2023 Sessions On-Demand

#

All Sessions

Get Your Data into Apache Pinot Faster with StarTree’s Data Manager

Tim Santos

Session Speaker
StarTree
Software Engineer, StarTree
Tim is currently a software engineer at StarTree working on the data ingestion team. Tim has also worked at LinkedIn where he built several company analytics products on top of Pinot such as Talent Insights.

Seunghyun Lee

Session Speaker
StarTree
Software Engineer, StarTree
Seunghyun is a software engineer at StarTree. Prior to this, he has worked at LinkedIn's Pinot team for more than 5 years, as well as a PMC for the Apache Pinot project. He has contributed several critical features to the project (including replica-group support, segment merge/rollup, etc). Outside of work, he enjoys playing golf and sipping Pinot.

Apache Pinot supports data ingestion from a wide variety of sources such as streaming (eg: Kafka, Pulsar, Kinesis), batch (eg: S3, GCS, HDFS) as well as data warehouses (eg: Snowflake, BigQuery). Configuring ingestion properties for all these data sources within the Pinot table config can be tedious. In addition, users also have to specify additional settings such as data partitioning, column indexes, retention, quotas and so on which makes it cumbersome for beginners to start onboarding Pinot tables.

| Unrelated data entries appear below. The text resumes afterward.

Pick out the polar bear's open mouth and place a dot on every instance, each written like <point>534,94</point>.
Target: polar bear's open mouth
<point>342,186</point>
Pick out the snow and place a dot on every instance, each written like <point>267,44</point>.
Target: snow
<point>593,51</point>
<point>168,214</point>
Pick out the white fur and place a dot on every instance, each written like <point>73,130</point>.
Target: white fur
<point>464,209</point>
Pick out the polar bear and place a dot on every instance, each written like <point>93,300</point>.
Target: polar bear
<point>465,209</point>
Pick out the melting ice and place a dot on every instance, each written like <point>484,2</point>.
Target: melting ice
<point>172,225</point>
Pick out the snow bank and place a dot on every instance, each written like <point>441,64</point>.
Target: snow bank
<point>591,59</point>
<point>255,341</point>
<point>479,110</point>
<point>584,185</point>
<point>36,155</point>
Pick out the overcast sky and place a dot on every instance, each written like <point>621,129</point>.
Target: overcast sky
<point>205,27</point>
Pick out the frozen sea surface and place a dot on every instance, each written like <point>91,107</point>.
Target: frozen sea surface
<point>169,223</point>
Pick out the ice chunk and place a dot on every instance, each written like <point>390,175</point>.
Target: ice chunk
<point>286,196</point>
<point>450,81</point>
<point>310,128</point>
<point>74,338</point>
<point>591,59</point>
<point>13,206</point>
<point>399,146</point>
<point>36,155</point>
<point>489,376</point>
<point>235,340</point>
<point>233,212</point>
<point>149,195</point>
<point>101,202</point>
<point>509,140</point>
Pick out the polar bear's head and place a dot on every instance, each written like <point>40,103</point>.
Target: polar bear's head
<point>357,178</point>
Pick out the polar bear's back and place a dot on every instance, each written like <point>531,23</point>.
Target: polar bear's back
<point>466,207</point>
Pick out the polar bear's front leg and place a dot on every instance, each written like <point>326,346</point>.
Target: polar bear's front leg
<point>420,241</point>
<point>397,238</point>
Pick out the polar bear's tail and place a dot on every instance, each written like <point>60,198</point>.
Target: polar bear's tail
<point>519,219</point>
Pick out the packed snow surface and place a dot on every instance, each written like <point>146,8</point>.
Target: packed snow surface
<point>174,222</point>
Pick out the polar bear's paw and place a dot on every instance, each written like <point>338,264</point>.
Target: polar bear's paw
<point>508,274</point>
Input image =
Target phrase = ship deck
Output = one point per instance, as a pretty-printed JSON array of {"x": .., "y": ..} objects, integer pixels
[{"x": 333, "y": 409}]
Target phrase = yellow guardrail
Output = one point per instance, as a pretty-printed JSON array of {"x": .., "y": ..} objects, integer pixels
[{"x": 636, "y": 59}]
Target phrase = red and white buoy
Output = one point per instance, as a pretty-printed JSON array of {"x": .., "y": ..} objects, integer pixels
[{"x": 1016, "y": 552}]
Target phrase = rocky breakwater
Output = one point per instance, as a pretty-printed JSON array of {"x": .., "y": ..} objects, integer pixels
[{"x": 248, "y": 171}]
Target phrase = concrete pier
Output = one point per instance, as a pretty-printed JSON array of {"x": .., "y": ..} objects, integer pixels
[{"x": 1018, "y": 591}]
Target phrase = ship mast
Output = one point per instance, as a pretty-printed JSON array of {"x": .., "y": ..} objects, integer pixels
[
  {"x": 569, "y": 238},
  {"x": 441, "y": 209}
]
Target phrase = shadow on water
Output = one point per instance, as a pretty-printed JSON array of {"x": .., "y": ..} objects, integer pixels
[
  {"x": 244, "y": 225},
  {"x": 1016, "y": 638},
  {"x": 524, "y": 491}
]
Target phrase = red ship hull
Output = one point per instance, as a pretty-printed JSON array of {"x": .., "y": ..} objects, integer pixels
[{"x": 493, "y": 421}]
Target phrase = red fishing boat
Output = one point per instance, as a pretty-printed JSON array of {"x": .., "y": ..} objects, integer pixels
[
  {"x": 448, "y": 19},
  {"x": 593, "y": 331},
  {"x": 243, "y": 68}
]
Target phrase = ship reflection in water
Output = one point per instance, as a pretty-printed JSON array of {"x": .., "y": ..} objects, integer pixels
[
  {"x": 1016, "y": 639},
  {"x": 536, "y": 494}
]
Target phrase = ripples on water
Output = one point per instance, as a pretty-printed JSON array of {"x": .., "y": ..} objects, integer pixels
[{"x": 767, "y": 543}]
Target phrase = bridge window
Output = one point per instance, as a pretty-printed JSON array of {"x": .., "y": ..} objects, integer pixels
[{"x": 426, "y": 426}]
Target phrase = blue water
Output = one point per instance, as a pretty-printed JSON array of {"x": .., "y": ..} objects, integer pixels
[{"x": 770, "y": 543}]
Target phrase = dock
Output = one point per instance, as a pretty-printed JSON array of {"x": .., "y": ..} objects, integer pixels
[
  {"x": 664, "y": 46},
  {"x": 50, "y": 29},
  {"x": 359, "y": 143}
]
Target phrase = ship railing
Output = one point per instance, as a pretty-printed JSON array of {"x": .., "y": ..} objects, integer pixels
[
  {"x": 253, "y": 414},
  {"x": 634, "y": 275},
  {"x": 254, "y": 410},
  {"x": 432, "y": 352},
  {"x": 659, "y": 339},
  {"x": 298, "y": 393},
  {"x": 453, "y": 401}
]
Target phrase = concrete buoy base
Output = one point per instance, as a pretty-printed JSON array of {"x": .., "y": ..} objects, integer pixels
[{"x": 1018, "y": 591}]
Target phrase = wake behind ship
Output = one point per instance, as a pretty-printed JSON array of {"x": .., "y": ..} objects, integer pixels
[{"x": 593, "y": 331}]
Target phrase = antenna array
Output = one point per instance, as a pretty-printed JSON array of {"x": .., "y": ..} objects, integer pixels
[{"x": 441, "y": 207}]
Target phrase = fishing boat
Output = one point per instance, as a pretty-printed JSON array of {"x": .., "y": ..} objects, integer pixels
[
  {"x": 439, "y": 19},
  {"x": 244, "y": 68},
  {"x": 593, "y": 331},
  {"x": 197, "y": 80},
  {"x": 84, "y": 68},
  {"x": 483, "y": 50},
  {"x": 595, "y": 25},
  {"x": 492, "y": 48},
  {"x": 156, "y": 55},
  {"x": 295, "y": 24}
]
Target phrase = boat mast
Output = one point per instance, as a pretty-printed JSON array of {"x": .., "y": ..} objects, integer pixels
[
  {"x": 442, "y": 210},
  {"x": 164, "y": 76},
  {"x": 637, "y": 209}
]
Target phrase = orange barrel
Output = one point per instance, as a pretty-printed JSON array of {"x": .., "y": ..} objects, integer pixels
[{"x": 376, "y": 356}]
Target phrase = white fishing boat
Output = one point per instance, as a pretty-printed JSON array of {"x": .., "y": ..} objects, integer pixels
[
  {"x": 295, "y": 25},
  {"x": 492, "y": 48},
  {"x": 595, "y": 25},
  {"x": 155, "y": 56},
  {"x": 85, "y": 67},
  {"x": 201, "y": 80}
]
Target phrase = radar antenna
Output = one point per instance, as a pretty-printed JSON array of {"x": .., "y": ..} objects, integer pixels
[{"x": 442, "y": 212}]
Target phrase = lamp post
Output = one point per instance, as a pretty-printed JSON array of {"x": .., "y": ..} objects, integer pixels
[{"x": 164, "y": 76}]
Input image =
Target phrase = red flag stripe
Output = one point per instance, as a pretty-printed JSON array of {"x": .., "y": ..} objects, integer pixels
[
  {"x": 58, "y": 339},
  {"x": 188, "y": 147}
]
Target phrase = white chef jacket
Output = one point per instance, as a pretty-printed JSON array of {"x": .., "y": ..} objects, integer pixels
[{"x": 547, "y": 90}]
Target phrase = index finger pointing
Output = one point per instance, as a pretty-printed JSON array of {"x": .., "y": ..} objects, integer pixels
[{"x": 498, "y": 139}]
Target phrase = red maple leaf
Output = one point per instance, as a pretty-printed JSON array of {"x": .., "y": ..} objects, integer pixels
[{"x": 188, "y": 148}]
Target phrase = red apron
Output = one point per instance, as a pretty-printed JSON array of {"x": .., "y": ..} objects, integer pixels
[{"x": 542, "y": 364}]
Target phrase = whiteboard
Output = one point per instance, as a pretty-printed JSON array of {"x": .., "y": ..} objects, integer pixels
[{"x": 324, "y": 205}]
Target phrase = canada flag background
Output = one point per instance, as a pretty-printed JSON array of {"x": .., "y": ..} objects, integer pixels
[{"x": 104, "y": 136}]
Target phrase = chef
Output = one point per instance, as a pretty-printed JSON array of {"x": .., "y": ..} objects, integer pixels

StarTree’s Data Manager is a no-code, self-service tool that helps users of all calibers quickly get started with Pinot. It recently has undergone a revamp that provides a pleasant step by step experience to connect to your data source and start ingesting data. In addition, Data Manager uses data sampling and data preview techniques to ensure that your data model and Pinot indexes are configured for ingestion. With Data Manager, StarTree users are able to start querying data in Pinot faster than ever.